A Trust Betrayed
window toward the back and a fair-sized bed that took up most of the space.
     
    “I am sleeping here at present,” Murdoch said.
     
    “You could plant a garden in the dirt and dust.”
     
    “I would not mind some tidying.” He caught her eye. “I would be a fool to turn down your offer, eh?” He did not smile, but his anger had cooled.
     
    “What of the storeroom?”
     
    “We shift things often enough it needs no cleaning. Tend to what is suitable, the guest rooms. While they are empty!”
     
    They descended to the backlands and bowed their heads against the rain that pelted them on their way to the stairway that led to her chamber. The stairway was roofed, praise God. Margaret already felt the damp soaking through her clothes and shoes. On the floor on which she was staying, Murdoch showed her the room to the right, which was the chamber in which they had talked on their arrival. The bed had been tidied, a man’s tunic lay on an ancient chest, a pack lay on the floor. It was a wide enough bed to sleep two or three. The room opposite was much larger, with several pallets and one substantial bed without bed hangings. A man snored beneath a tattered hide. Two cloaks hung on hooks on the wall, some clothes were strewn on one of the pallets. The air in the room was stale—surprising with the draft from the doorway. Both doorways were covered by hides, not wooden doors. How cold it must be to lie on the floor in the draft.
     
    “You will not interfere with the business of the tavern, Maggie.”
     
    “This will be sufficient. I have a husband to find.” “If it’s too much work, find a good replacement for me, eh?” At last Murdoch smiled. “Now I have work to do.
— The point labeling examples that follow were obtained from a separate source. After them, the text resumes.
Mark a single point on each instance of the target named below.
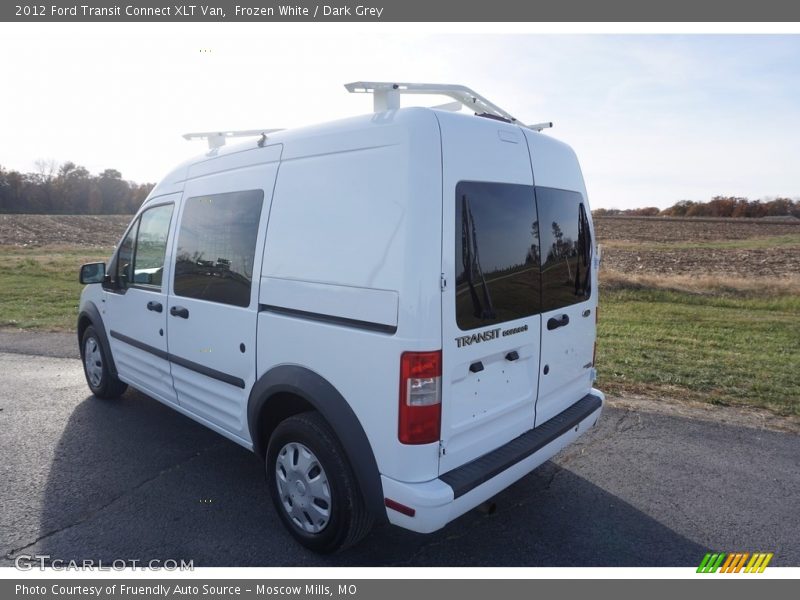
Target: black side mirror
(93, 273)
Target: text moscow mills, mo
(199, 10)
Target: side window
(497, 253)
(216, 247)
(151, 246)
(123, 273)
(566, 248)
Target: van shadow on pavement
(132, 479)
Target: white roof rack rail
(386, 96)
(216, 139)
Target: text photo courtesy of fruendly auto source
(408, 310)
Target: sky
(654, 119)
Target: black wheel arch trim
(327, 400)
(91, 312)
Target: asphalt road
(82, 478)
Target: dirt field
(719, 248)
(70, 230)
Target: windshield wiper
(471, 260)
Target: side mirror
(93, 273)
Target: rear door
(213, 303)
(568, 309)
(569, 279)
(490, 303)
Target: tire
(95, 359)
(313, 487)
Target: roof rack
(386, 96)
(216, 139)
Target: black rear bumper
(472, 474)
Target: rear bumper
(441, 500)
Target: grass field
(723, 350)
(39, 287)
(724, 330)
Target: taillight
(594, 350)
(420, 397)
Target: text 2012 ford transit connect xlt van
(396, 311)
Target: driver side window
(123, 275)
(140, 259)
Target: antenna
(216, 139)
(386, 96)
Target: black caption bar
(392, 589)
(407, 10)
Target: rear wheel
(95, 367)
(312, 485)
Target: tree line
(69, 189)
(718, 206)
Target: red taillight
(420, 397)
(594, 350)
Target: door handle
(556, 322)
(476, 367)
(179, 311)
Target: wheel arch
(290, 389)
(90, 315)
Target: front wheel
(313, 487)
(95, 367)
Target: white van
(395, 311)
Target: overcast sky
(654, 118)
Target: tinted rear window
(497, 253)
(566, 248)
(216, 247)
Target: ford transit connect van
(395, 311)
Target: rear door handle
(179, 311)
(556, 322)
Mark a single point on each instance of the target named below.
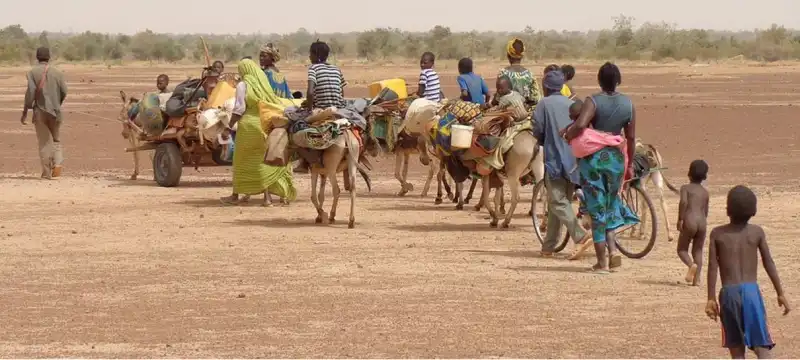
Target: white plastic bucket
(461, 136)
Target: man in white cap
(45, 93)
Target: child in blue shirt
(473, 87)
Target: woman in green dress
(268, 57)
(250, 175)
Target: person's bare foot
(690, 274)
(581, 247)
(599, 269)
(230, 200)
(614, 261)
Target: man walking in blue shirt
(550, 117)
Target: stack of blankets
(493, 135)
(309, 131)
(318, 129)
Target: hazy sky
(281, 16)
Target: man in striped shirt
(429, 86)
(325, 86)
(325, 81)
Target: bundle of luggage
(308, 131)
(493, 133)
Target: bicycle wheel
(539, 209)
(637, 241)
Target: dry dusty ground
(94, 265)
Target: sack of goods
(149, 116)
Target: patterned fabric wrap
(317, 137)
(149, 116)
(601, 181)
(463, 111)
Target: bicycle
(632, 195)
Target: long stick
(205, 49)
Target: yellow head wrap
(268, 48)
(513, 53)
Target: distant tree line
(624, 40)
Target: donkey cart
(192, 139)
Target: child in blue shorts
(734, 253)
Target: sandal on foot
(614, 261)
(691, 274)
(580, 248)
(599, 270)
(227, 200)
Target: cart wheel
(216, 155)
(167, 164)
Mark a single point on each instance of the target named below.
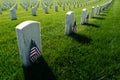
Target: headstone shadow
(38, 71)
(80, 38)
(92, 25)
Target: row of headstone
(104, 6)
(29, 42)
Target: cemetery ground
(93, 53)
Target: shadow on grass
(92, 25)
(80, 38)
(38, 71)
(100, 18)
(103, 14)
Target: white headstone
(84, 15)
(13, 14)
(69, 22)
(27, 31)
(63, 7)
(34, 11)
(92, 12)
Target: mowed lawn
(93, 53)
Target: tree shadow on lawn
(103, 14)
(38, 71)
(92, 25)
(99, 18)
(80, 38)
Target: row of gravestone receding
(13, 15)
(71, 22)
(29, 35)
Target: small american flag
(74, 27)
(34, 52)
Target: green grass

And so do you.” He bowed to her and headed down the stairs.
     
    She thanked God her uncle had accepted her offer. It would buy her time.
     
    5
     
    A Face in the Rain
     
    Margaret tucked her hair up in a cap and the front hem of her gown up in her girdle, wrapped cloths round her forearms to protect her sleeves, and set to cleaning Murdoch’s temporary chamber. Celia daintily dusted the doorway, the furniture.
     
    “For pity’s sake, clean the rest of the room before cleaning the furniture,” Margaret said, losing patience. “The ceilings and the wattle walls are full of dust that will just settle again on the furnishings.”
     
    “I was sent here to be your maid, not a chambermaid.” Celia flicked dust off her shoulders.
     
    Margaret fought the urge to slap her. “Neither am I a chambermaid, eh? But as my uncle was good enough to give us his room, this is the least we can do for him.”
     
    “I would as lief stay in a less favored room at such a price.” Celia regarded the rafters with a grimace and a shudder.
     
    “You would speak to me in such a manner?” Who did she think she was? “I am done with making apologies for you. You’re of no use to me and you never will be. I don’t know what my goodmother sees in you. You do nothing for your keep.”
     
    Celia had dropped her gaze to the floor.
     
    “Get yourself off to the chambermaid’s cot. You will sleep there until I arrange an escort for you back to Widow Sinclair, where the work is more to your liking. I’ll ask my brother to make arrangements.”
     
    Celia glanced up at that, her jaw dropping unbecomingly.
     
    “Get you gone,” Margaret repeated, waving the maid on with a dusty cloth that produced a cloud she thought certain to disgust the dainty woman.
     
    Celia tossed her cloth to the floor. “Look at my hands.” She held them out, palms down. The nails were even and clean, the skin unbroken.
     
    “A lady’s hands,” Margaret said. “I am not surprised.”
     
    Celia turned her palms up. “It took a long while to soften and smooth them so my mistress would let me touch her silk gowns.”
     
    “So be off in search of your lady.”
     
    “I thought as Master Roger’s wife you would at least live as well as my mistress.”